I shook my head. “It will never happen!”
“I’m supposed to believe that? A few minutes ago, you promised you’d never see him again. Now you’re threatening to use his wealth and power in a custody battle against me.”
He looked at me with scorn, and I didn’t blame him. I wiped my eyes. “You’re right. I shouldn’t have done that—but you’re forcing my back against the wall! I have no choice!”
“Neither do I.” His sensual lips curved downward. “You think you can control him. You cannot. He’s selfish. Ruthless. Dangerous.”
I flashed him a glare full of hate. “Are you talking about him,” I said bitterly, “or yourself?”
“Yes, I could be dangerous,” he said softly. “If anyone tried to hurt someone I cared about. I would die—or kill—to protect someone I loved.”
“But you don’t love anyone!”
“You’re wrong.” His voice was low. His lips pressed together in a thin line. “So will it be marriage between us—or war?”
“I hate you!”
“Is that your final answer?”
Tears of hopeless rage filled my eyes, but I’d told Edward the truth. Alejandro had owned me from the moment I’d become pregnant with his child.

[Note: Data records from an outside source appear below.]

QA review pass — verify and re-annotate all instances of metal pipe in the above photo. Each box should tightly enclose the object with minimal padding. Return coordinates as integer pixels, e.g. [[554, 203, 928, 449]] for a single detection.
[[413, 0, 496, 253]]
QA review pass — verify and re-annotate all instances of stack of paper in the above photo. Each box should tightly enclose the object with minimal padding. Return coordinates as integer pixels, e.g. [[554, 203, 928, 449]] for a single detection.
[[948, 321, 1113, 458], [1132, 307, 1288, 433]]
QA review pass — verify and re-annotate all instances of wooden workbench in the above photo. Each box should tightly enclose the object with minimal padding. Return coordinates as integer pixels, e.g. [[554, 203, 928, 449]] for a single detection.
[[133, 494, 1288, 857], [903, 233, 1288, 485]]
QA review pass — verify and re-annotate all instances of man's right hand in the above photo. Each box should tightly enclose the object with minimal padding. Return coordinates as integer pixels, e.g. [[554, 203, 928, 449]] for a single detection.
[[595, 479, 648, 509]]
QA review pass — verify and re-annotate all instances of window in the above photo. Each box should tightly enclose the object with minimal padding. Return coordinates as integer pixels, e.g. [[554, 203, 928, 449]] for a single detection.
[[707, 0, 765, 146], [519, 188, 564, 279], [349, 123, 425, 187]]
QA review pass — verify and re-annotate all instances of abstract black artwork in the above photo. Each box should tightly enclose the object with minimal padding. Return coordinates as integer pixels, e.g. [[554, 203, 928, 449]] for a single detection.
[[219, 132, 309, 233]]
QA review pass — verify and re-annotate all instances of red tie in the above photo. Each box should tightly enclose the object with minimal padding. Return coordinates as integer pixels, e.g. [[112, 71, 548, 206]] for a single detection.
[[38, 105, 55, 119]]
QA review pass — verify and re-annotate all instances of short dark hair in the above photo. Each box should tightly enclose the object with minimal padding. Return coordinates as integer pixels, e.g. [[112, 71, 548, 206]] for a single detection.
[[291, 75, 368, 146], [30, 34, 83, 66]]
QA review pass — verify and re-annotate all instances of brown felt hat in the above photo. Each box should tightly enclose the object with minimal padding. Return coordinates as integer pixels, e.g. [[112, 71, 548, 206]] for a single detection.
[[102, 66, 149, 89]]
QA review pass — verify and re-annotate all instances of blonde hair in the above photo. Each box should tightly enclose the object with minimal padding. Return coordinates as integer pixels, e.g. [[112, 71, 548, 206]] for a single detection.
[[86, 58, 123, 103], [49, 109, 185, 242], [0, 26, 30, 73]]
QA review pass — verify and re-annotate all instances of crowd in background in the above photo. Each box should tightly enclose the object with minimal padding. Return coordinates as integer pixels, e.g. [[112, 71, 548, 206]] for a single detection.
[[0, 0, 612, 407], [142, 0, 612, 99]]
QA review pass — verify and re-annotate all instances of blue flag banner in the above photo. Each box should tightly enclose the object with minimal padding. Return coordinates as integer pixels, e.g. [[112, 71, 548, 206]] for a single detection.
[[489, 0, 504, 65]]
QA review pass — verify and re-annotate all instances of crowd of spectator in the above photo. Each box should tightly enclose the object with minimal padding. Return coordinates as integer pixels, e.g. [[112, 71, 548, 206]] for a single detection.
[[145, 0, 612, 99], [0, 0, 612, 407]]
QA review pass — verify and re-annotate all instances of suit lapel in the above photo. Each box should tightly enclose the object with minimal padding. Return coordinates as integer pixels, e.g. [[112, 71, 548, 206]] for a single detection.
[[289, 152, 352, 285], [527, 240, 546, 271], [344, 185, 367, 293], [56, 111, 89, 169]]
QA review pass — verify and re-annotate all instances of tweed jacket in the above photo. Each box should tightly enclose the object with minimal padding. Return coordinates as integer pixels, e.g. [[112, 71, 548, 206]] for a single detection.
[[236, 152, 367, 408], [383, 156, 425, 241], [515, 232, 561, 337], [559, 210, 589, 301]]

I would give anything, sacrifice any part of myself, for my son. My heart. My dreams. My soul. What were those, compared with Miguel’s heart, his dreams, his soul?
My baby would not spend his childhood in and out of divorce courts, surrounded by pushy paparazzi, bewildered by the internecine battles of his parents. Instead, he would be safe and warm and surrounded by love. He would be happy.
It was all I had to cling to. All I had to live for.
My shoulders fell.
“No,” I whispered. “You win. I will marry you.”
“Now.”
“Fine! I hate you!”
He looked down at me, his expression sardonic. “Hate me, then. At least that I can believe. Far more than your so-called love. But you will be my wife. In every way.”
Yanking me into his arms, he kissed me, hard. But this time, there was nothing of tenderness, or even passion. Just a ruthless act of possession, showing me he owned me, a savage kiss hard enough to bruise.
Pulling me out of the cloakroom and outside into the warm Spanish night, he called for his driver. The paparazzi were long gone, and the street was quiet, even lonely.
Alejandro took me to the house of a local official, where with a quiet word a certificate of permission to marry was produced in record time. Then to a priest, in a large, empty church, so old and full of shadows it seemed half-haunted with the lost dreams of the dead.